Interesting epiphany I had the other night: Okay, you know how we usually hear the story of Joshua and the Jericho walls, and someone always tells us that the Jericho people were sitting around taunting the Israelites like the French dude in Monty Python and the Holy Grail (and see Veggie Tales), and that Israel probably thought it was a stupid and crazy idea. “God, are You sure about this?” “Yes. Now just do it.”

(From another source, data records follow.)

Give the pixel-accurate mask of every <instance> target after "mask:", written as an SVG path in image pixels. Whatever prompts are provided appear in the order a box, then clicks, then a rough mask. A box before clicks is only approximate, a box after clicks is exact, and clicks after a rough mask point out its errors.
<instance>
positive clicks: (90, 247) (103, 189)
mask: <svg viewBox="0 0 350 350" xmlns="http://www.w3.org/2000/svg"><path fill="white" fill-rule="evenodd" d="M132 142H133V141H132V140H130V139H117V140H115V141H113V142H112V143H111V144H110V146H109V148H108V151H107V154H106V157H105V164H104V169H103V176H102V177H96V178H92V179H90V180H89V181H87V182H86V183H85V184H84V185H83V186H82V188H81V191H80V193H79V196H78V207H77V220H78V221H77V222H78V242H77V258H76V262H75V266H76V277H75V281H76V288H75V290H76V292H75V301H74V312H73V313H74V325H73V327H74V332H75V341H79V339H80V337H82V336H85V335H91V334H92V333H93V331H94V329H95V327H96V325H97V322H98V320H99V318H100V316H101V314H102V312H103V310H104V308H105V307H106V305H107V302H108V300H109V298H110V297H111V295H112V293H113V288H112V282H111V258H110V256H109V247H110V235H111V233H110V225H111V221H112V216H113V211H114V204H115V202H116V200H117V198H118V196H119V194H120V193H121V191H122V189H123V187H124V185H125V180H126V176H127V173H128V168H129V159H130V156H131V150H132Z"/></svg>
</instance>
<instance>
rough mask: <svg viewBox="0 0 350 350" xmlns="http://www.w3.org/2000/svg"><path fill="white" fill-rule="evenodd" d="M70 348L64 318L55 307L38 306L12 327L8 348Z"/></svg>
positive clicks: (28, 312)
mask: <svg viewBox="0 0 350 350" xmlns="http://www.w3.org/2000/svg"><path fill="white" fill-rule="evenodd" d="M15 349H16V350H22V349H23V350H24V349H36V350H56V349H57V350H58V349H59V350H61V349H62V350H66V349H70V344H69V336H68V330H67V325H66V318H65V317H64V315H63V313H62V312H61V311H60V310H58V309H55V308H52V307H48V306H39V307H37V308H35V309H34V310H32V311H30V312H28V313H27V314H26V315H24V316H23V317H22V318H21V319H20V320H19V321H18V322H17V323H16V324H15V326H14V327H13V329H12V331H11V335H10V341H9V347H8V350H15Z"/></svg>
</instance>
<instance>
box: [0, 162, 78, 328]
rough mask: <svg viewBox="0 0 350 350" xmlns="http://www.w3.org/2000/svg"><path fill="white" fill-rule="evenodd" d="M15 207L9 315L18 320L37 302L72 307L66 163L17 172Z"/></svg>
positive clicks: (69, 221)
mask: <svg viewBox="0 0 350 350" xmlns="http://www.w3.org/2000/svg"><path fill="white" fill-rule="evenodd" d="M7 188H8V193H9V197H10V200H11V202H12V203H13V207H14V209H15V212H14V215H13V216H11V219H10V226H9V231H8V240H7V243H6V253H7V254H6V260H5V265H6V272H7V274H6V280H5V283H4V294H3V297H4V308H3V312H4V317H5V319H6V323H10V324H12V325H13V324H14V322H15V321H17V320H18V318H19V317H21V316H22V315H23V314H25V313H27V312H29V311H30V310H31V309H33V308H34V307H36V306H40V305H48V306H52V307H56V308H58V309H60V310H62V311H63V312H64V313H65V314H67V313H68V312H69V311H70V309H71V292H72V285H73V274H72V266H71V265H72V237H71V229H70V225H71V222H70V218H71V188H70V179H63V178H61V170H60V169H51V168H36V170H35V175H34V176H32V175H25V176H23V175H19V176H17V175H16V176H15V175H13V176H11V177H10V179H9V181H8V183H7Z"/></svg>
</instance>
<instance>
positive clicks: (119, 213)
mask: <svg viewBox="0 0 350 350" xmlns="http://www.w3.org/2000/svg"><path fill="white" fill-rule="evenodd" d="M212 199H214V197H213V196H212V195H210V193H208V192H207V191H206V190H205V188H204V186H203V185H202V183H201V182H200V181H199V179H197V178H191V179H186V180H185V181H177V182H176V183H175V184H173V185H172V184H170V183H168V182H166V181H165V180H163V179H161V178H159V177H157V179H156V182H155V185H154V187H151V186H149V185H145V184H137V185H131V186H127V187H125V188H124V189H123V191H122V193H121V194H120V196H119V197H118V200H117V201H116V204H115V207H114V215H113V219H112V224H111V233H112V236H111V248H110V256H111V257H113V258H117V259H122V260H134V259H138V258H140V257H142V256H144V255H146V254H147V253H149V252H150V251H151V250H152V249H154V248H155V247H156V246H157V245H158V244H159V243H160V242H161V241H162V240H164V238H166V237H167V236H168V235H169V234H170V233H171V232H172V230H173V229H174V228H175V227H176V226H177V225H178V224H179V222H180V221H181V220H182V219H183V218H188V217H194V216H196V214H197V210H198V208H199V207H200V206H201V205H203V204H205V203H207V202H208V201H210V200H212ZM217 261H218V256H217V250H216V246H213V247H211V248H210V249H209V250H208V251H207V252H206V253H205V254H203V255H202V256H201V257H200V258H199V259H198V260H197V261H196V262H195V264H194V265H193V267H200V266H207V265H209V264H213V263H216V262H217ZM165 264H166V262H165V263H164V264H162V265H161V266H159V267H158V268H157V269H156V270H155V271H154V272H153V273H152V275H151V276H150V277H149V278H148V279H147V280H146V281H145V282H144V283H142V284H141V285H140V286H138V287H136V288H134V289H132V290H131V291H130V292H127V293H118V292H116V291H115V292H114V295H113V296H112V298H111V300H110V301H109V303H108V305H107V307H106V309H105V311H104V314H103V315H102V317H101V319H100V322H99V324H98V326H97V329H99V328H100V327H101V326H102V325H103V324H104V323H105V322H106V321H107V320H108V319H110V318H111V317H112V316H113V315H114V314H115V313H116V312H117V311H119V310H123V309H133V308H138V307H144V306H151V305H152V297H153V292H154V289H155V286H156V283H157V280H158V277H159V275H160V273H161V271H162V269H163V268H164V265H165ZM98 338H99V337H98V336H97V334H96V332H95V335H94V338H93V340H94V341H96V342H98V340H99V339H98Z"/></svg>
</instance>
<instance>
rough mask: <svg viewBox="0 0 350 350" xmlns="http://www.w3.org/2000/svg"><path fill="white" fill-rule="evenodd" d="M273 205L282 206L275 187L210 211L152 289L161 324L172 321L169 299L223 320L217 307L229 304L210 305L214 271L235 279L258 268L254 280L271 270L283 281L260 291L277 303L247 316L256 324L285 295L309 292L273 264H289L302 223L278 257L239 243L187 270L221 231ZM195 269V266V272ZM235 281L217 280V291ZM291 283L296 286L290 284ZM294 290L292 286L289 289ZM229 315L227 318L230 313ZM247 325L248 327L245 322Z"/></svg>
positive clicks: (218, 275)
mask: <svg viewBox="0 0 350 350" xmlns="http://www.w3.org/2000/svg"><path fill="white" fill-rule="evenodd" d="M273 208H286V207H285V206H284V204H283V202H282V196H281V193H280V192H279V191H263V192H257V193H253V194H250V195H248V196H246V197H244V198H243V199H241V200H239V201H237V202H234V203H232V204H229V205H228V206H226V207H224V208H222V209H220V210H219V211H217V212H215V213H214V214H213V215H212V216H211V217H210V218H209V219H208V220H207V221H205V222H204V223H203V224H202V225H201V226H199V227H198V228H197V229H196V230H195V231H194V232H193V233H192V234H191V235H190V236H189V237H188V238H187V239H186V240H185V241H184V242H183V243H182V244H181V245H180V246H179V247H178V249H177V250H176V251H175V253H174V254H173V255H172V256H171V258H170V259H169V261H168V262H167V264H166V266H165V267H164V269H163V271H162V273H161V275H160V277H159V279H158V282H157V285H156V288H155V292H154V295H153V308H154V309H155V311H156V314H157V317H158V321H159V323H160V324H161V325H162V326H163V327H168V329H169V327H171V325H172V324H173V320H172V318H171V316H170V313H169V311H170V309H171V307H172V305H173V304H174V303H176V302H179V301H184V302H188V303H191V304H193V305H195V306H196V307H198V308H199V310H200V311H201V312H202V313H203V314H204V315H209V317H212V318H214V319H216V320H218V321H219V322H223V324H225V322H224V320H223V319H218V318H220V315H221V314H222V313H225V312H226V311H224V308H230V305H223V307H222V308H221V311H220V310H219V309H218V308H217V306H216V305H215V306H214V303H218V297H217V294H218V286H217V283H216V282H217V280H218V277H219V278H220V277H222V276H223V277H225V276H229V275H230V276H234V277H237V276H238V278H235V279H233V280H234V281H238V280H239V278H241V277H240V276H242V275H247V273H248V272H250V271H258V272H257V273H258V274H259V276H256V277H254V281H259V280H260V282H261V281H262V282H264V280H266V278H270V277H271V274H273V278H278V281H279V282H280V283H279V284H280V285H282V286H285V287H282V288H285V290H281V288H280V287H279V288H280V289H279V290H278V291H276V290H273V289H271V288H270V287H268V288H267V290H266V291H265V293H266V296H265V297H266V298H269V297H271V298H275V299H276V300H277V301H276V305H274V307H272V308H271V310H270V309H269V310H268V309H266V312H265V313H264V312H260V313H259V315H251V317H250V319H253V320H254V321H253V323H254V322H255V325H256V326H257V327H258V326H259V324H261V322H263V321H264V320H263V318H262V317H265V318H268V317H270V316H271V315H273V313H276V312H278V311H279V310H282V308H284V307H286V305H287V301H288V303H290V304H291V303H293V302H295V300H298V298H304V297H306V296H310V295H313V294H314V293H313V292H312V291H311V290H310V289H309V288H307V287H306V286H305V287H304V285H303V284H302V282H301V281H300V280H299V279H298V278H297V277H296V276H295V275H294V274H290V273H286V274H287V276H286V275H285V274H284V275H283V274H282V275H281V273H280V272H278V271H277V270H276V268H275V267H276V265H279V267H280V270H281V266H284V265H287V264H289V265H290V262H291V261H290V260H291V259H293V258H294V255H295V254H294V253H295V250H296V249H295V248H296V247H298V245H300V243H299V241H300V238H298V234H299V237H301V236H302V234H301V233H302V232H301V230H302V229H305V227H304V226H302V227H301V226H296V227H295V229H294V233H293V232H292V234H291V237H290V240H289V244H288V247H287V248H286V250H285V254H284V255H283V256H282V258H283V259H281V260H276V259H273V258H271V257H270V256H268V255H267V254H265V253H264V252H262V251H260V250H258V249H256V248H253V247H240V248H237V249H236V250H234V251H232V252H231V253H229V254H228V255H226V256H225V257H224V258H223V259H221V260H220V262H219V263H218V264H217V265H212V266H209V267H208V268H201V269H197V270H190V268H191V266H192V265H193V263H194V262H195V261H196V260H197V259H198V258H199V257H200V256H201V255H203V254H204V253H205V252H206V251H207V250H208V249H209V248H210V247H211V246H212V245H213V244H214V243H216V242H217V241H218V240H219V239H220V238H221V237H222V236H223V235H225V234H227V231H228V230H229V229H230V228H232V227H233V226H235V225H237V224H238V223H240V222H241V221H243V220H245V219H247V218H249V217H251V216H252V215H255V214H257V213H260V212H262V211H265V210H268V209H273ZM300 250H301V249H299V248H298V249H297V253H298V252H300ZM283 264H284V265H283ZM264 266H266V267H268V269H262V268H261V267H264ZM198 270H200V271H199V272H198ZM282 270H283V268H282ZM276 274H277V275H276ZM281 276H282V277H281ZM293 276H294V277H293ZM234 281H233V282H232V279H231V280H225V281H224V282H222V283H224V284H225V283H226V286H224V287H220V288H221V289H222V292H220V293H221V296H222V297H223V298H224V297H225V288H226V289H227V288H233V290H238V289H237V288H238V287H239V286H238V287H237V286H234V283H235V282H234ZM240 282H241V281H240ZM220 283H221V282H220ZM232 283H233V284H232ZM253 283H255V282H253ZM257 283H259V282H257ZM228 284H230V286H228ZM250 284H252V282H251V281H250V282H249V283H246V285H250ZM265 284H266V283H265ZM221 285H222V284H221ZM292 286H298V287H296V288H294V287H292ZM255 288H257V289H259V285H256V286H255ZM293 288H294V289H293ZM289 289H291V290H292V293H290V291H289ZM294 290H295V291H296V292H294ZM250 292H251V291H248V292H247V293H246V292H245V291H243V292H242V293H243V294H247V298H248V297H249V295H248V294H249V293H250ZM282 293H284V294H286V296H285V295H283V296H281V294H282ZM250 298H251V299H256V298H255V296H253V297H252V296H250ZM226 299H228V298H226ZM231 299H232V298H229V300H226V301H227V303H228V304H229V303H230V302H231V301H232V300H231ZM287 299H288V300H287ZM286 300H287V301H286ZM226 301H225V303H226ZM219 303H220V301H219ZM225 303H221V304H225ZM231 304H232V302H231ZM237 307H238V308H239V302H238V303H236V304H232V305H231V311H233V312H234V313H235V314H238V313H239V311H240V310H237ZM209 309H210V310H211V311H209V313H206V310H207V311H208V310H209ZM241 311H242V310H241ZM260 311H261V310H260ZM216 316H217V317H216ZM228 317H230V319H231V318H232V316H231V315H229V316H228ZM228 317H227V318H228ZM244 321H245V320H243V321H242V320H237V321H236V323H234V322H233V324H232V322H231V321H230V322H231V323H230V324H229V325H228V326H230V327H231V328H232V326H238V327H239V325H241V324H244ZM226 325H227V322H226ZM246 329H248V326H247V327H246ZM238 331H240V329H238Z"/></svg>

Now, the problem with this is that there is no such indication of any of this in the text. For one thing, Joshua 6:1 tells us that “Jericho was shut up inside and outside because of the people of Israel. None went out, and none came in.” In other words, they’ve heard about Israel’s might–and more important, Israel’s God’s might–and they are freaking out. Besides that, the text repeats several times that “The Lord has given the city into your hands.” And, you know, the Bible usually records stuff like people grumbling (see the whole book of Exodus), and guess what? Nothing here. The people of Israel had, at this point, realized that God keeps His promises to His people, and so they just did what He told them to in full confidence that it would happen. And it did.
Their obedience was fueled by faith and trust in the God who’d brought their parents and grandparents out of slavery, who’d fed them, who’d brought them to the promised land. And He then delivered them. No fear. No trepidation–or if there was, it apparently wasn’t important enough for the writer of Joshua to report it.